Commerce secretary David Toland said the grants would be distributed at the local level. He said kansascommerce.gov/cdbg-cv would begin accepting CDBG grants Tuesday on a first-come, first-served basis.


"We can help alleviate some of the stress caused by the COVID-19 crisis and allow Kansas to return to business as usual as quickly as possible," he said.


An accounting


U.S. Rep. Ron Estes, R-Kan., said approximately $9 billion in federal funding had been made available to Kansans in response to COVID-19.


"The federal government is providing much-needed relief to Kansas with broad flexibility to use these funds to cover COVID-19-related costs while not intended to fill budget holes for items unrelated to this pandemic," he said.

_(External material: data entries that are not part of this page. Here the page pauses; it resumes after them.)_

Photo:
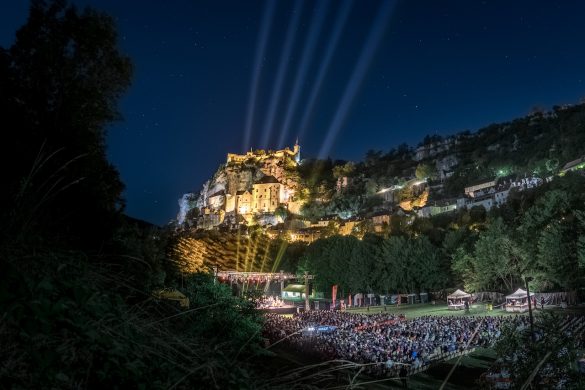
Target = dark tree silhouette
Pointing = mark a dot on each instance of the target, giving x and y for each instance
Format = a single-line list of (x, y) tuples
[(60, 83)]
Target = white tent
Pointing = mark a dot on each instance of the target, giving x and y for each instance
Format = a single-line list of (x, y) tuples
[(457, 300), (518, 301), (519, 294), (459, 294)]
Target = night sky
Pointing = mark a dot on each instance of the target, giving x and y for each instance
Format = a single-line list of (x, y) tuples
[(213, 77)]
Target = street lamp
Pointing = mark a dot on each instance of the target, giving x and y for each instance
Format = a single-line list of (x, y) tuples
[(530, 279)]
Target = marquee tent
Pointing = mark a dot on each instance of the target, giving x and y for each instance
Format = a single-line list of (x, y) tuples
[(457, 300), (518, 301)]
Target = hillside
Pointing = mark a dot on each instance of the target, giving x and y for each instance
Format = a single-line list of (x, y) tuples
[(431, 178)]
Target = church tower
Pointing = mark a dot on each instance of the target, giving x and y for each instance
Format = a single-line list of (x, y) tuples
[(297, 151)]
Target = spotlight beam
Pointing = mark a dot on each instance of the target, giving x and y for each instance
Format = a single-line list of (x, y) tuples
[(335, 35), (358, 74), (260, 48), (282, 68), (306, 59)]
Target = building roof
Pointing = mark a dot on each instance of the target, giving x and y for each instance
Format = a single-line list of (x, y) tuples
[(268, 179), (218, 193)]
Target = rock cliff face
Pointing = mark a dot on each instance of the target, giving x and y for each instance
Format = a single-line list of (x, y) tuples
[(232, 177)]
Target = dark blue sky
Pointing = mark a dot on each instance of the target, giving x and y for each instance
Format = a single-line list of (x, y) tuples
[(399, 71)]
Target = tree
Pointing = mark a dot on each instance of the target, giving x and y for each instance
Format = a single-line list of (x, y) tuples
[(61, 82), (425, 171)]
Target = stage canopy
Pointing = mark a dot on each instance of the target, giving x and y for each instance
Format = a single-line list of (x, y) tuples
[(519, 294), (458, 294)]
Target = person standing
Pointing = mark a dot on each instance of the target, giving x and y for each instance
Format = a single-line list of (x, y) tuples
[(403, 375)]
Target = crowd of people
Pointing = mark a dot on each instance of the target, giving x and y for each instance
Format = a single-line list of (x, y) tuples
[(269, 302), (385, 343)]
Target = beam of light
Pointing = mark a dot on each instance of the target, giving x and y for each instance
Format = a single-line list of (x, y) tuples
[(238, 252), (262, 40), (279, 255), (266, 252), (282, 68), (358, 74), (335, 35), (306, 59)]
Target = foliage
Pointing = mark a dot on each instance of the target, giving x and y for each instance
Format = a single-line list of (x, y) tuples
[(553, 355), (425, 171), (61, 81), (393, 264)]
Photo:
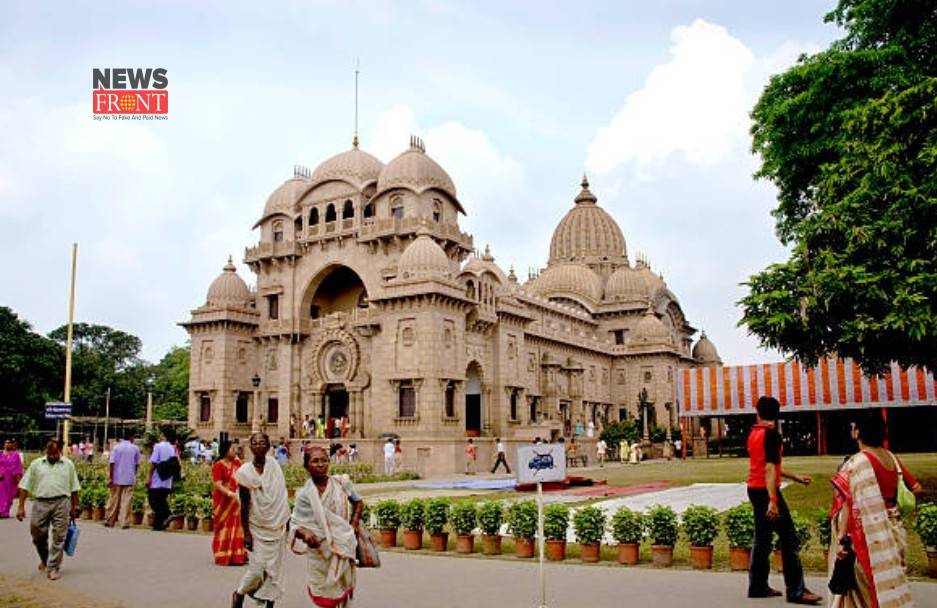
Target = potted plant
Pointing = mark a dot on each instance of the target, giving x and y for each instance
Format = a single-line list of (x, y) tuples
[(628, 528), (387, 513), (739, 523), (437, 516), (662, 528), (413, 519), (701, 525), (926, 527), (205, 513), (464, 518), (490, 518), (555, 524), (589, 526), (522, 524)]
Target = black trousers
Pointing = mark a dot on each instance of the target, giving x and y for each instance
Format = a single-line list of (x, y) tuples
[(760, 564), (159, 503), (501, 460)]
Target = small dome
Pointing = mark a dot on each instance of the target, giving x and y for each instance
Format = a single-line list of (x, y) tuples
[(423, 257), (284, 198), (354, 166), (415, 170), (704, 351), (228, 289), (587, 234), (568, 278)]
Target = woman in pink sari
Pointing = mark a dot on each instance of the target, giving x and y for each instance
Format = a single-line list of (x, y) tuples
[(11, 470), (865, 510)]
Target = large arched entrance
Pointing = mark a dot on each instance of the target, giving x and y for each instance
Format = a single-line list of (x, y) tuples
[(473, 401)]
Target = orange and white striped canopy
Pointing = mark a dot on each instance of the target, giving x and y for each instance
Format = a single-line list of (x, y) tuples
[(832, 384)]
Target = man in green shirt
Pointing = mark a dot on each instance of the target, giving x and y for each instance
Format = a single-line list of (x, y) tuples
[(52, 483)]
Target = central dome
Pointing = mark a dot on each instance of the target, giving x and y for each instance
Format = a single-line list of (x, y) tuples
[(587, 234)]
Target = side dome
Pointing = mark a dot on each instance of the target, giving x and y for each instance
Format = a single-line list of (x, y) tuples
[(423, 257), (284, 198), (354, 166), (414, 169), (568, 279), (704, 351), (228, 289), (587, 234)]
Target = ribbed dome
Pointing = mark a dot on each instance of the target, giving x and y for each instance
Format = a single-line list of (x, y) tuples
[(228, 288), (423, 257), (415, 170), (704, 351), (568, 278), (354, 166), (587, 234)]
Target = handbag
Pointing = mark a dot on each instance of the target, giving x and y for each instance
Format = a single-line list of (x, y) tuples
[(907, 502), (843, 579), (71, 538)]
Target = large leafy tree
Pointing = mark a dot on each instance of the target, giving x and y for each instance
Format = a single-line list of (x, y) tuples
[(849, 137)]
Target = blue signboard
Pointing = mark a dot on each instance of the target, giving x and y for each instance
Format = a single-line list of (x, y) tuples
[(57, 410)]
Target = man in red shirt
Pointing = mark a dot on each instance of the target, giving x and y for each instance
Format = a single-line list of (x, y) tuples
[(771, 513)]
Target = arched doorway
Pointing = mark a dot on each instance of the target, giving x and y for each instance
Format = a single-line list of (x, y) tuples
[(473, 401)]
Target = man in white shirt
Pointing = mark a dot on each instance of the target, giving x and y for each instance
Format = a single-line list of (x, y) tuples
[(501, 457), (389, 457)]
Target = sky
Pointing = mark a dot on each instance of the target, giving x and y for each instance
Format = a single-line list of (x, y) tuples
[(514, 99)]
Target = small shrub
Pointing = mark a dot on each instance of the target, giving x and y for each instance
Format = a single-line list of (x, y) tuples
[(437, 515), (628, 526), (701, 525), (739, 523), (490, 517), (662, 525), (464, 518), (413, 514), (589, 525), (555, 521), (388, 514), (522, 519)]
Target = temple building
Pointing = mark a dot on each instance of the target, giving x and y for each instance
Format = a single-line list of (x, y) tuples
[(372, 304)]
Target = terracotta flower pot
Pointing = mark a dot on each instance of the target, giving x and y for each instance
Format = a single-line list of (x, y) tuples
[(491, 545), (439, 541), (465, 543), (413, 539), (739, 558), (628, 554), (662, 555), (556, 550), (388, 538), (590, 552), (701, 558), (524, 547)]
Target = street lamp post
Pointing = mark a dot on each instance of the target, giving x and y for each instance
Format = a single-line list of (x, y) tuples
[(255, 426)]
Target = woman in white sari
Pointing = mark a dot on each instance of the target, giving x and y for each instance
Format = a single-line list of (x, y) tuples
[(326, 519)]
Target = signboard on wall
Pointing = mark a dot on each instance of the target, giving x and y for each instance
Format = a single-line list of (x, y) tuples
[(541, 462)]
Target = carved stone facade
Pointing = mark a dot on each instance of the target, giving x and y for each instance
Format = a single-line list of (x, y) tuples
[(371, 304)]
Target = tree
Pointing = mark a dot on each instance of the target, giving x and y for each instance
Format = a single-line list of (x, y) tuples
[(849, 137)]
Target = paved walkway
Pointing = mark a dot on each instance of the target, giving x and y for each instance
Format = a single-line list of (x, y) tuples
[(143, 569)]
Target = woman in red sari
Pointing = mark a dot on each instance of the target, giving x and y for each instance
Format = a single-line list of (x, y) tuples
[(228, 542)]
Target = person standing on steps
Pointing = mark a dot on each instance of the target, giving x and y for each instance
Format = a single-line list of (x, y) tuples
[(771, 512), (501, 457), (265, 514)]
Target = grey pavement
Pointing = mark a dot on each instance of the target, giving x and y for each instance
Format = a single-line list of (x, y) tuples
[(145, 569)]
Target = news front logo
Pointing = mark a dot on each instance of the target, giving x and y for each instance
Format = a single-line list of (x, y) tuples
[(130, 94)]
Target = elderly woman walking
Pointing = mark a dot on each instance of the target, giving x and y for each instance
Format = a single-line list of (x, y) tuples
[(865, 512), (326, 519)]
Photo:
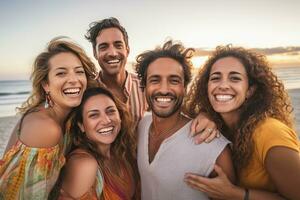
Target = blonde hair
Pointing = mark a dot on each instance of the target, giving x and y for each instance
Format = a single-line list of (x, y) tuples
[(40, 70)]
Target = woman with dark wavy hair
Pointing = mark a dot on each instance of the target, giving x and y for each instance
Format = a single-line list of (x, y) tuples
[(237, 88), (101, 164)]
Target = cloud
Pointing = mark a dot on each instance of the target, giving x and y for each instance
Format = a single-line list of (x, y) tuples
[(278, 50), (291, 51)]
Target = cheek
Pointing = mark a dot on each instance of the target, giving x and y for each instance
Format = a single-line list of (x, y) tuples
[(83, 80)]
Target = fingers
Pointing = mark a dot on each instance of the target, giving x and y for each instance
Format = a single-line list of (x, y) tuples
[(199, 138), (193, 127), (207, 136), (219, 170), (199, 183), (195, 181)]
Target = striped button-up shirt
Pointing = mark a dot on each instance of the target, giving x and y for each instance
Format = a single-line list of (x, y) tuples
[(135, 98)]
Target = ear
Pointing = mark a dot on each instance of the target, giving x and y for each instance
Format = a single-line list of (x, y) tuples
[(45, 86), (250, 91), (95, 53), (128, 50), (80, 125)]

He said $5.16 billion was approved by May 8 in the first and second rounds of the Paycheck Protection Program, which offered forgivable loans to businesses if a portion was used to keep employees on the payroll. Kansas companies were approved for 47,000 loans, which could translate into an estimated saving of 427,000 jobs.


The federal government funneled $1.25 billion to the state for emergency activities under the CARES Act. Individual Kansans had been recipients of $1.98 billion in economic impact payments as of May 8.


In addition, Kansas hospitals have shared $325 million in federal aid, Medicaid received a $220 million infusion of cash, $15 million went to community health centers and $49 million to public universities.